For this unaccredited historian, the 1990s began on Aug. 8, 1989. That was my 30th birthday, and I didn’t have much going on aside from an advance screening of James Cameron’s “The Abyss.

” And a resolution to quit smoking. I left the preview with a vision of future movies both exhilarating and a little threatening. Would all upcoming sci-fi action blockbusters be accomplished with such technical panache and personal idiosyncrasy? And would they all be so “You never backed away from anything in your life! Now FIGHT!” stressful? As it turns out, no, because they couldn’t be, of course.

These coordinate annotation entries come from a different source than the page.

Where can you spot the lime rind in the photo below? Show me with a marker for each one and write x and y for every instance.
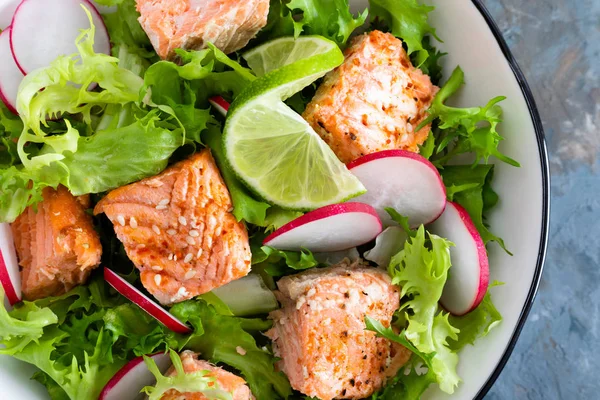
(274, 151)
(285, 51)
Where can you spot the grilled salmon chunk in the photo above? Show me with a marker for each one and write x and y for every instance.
(319, 333)
(178, 230)
(224, 380)
(190, 24)
(57, 245)
(374, 101)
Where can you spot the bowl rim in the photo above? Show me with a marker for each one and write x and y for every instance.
(544, 166)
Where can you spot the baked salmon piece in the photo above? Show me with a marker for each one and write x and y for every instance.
(374, 101)
(190, 24)
(57, 246)
(319, 333)
(178, 229)
(225, 380)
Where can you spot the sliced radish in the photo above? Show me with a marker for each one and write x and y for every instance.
(45, 29)
(469, 275)
(10, 75)
(387, 244)
(330, 228)
(133, 377)
(144, 302)
(402, 180)
(7, 10)
(220, 104)
(10, 275)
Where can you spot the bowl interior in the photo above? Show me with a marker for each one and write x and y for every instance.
(519, 217)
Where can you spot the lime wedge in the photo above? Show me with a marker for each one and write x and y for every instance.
(274, 150)
(284, 51)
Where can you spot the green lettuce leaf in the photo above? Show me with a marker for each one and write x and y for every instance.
(470, 186)
(115, 157)
(421, 270)
(67, 338)
(406, 19)
(470, 130)
(331, 19)
(476, 324)
(279, 262)
(217, 337)
(182, 382)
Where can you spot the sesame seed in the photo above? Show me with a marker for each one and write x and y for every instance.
(190, 274)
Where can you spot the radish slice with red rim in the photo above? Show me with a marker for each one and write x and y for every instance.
(10, 275)
(42, 30)
(469, 275)
(330, 228)
(7, 10)
(10, 74)
(128, 382)
(402, 180)
(145, 302)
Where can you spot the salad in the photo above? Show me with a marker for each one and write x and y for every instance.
(240, 200)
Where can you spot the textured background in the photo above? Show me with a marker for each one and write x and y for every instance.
(557, 44)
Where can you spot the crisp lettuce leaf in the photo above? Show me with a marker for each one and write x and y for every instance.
(469, 130)
(331, 19)
(217, 336)
(125, 30)
(279, 262)
(406, 19)
(115, 157)
(67, 338)
(421, 270)
(476, 324)
(470, 186)
(182, 382)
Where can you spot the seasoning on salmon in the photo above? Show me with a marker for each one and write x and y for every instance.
(319, 333)
(223, 379)
(57, 246)
(178, 230)
(374, 101)
(190, 24)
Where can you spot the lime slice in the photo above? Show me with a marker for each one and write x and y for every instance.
(275, 151)
(284, 51)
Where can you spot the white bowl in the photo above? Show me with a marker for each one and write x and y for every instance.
(473, 41)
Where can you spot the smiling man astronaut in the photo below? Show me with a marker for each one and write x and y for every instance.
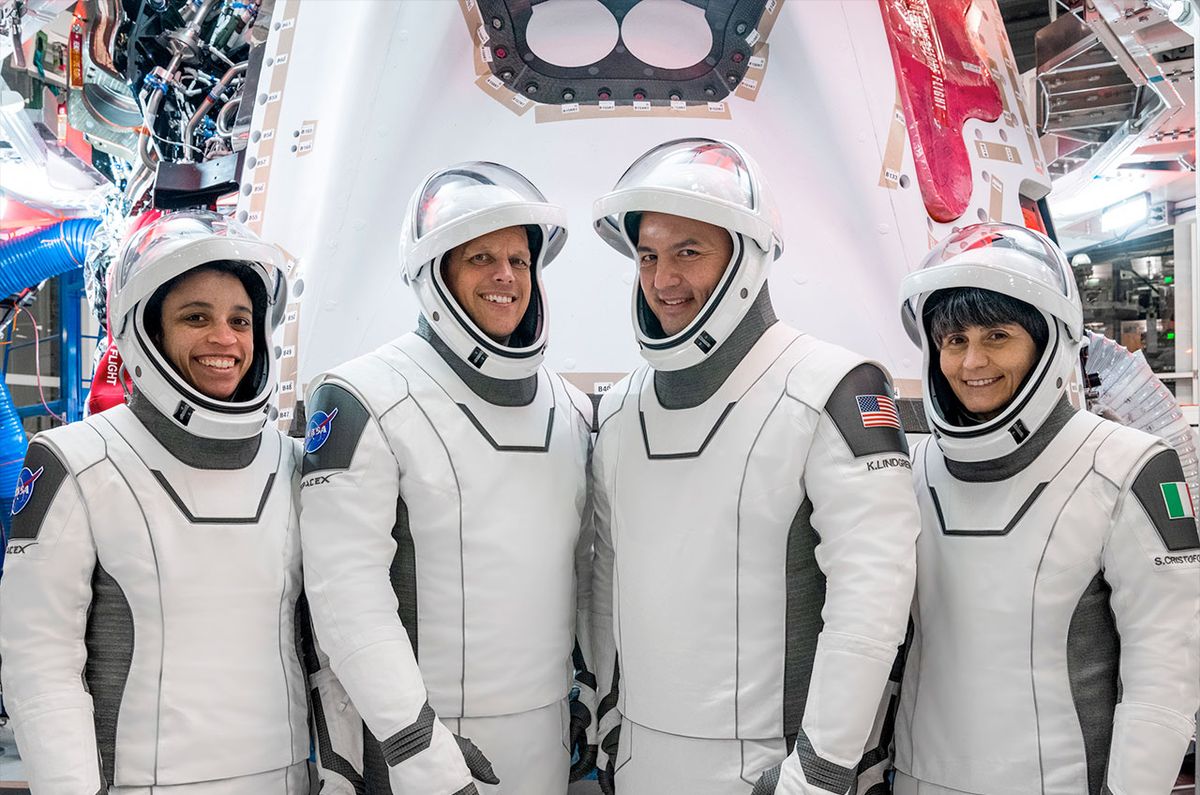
(755, 516)
(444, 502)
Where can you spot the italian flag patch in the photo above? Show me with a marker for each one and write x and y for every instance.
(1179, 500)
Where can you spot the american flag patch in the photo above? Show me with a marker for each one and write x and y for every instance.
(877, 411)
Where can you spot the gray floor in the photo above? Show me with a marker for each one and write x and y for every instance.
(11, 767)
(12, 771)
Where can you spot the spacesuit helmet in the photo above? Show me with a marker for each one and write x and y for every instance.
(708, 180)
(454, 207)
(1018, 263)
(148, 266)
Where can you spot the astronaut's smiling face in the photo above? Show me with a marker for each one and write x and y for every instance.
(681, 261)
(491, 279)
(208, 332)
(987, 364)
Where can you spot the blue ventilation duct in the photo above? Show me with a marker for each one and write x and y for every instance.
(24, 262)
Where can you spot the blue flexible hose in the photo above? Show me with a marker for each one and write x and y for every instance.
(24, 262)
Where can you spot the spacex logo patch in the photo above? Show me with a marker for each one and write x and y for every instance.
(319, 428)
(25, 489)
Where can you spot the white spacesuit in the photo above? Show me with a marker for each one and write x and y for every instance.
(148, 609)
(754, 524)
(444, 495)
(1056, 632)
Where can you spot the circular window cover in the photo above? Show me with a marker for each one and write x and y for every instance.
(619, 76)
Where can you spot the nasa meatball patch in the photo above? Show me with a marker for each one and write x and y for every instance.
(25, 483)
(334, 429)
(321, 425)
(39, 483)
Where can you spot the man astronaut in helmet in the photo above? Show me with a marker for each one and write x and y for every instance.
(148, 609)
(754, 519)
(444, 495)
(1057, 610)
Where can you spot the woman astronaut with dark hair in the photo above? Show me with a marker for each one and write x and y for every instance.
(148, 611)
(1056, 632)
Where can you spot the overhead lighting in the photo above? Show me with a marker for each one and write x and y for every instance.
(1126, 214)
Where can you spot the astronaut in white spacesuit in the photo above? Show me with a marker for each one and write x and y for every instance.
(1057, 610)
(148, 608)
(443, 500)
(755, 527)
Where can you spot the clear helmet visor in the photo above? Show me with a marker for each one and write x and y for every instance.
(1001, 257)
(708, 168)
(471, 199)
(697, 178)
(177, 243)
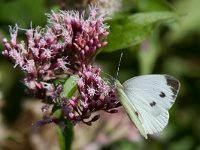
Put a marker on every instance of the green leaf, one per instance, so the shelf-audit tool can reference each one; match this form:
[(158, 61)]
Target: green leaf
[(153, 5), (65, 137), (23, 12), (132, 30), (70, 87), (148, 54)]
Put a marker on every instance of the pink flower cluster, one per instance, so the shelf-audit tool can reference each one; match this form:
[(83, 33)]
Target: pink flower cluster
[(95, 94), (63, 48)]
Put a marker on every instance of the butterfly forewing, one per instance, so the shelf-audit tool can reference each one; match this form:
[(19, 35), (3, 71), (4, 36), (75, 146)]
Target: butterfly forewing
[(152, 96)]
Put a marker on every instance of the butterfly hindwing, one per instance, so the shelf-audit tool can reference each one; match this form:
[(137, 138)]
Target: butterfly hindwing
[(152, 96)]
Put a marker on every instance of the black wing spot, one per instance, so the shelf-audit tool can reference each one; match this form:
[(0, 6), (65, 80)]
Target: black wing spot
[(162, 95), (152, 104)]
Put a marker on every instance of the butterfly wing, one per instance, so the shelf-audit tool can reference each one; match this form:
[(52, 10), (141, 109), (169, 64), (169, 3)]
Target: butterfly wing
[(151, 96)]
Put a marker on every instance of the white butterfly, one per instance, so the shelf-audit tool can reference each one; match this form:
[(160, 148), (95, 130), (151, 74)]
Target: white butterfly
[(147, 100)]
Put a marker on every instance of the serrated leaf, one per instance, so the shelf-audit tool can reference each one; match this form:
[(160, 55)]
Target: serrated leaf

But when I think about the decade that ended with unfounded worries about something we called “Y2K” and barely remember what the fuss was about (apparently all the world’s computers were going to forget to reset at midnight on Jan. 1, 2000, and then they would blow up and our brave new internet and email world would go with it), I put “The Abyss” on one side of what I see as the defining cultural divide of the 1990s. This was the decade in which irony and earnestness were at constant but constructive war with each other.

The irony would arrive in full bloom in 1994 with Quentin Tarantino’s “Pulp Fiction,” a diabolically constructed crime thriller/comedy whose every frame acknowledged that it was a construct. A construct made with love, for sure, but one whose self-knowing wink was a part of its charm. One cultural luminary who wasn’t charmed was the writer David Fo.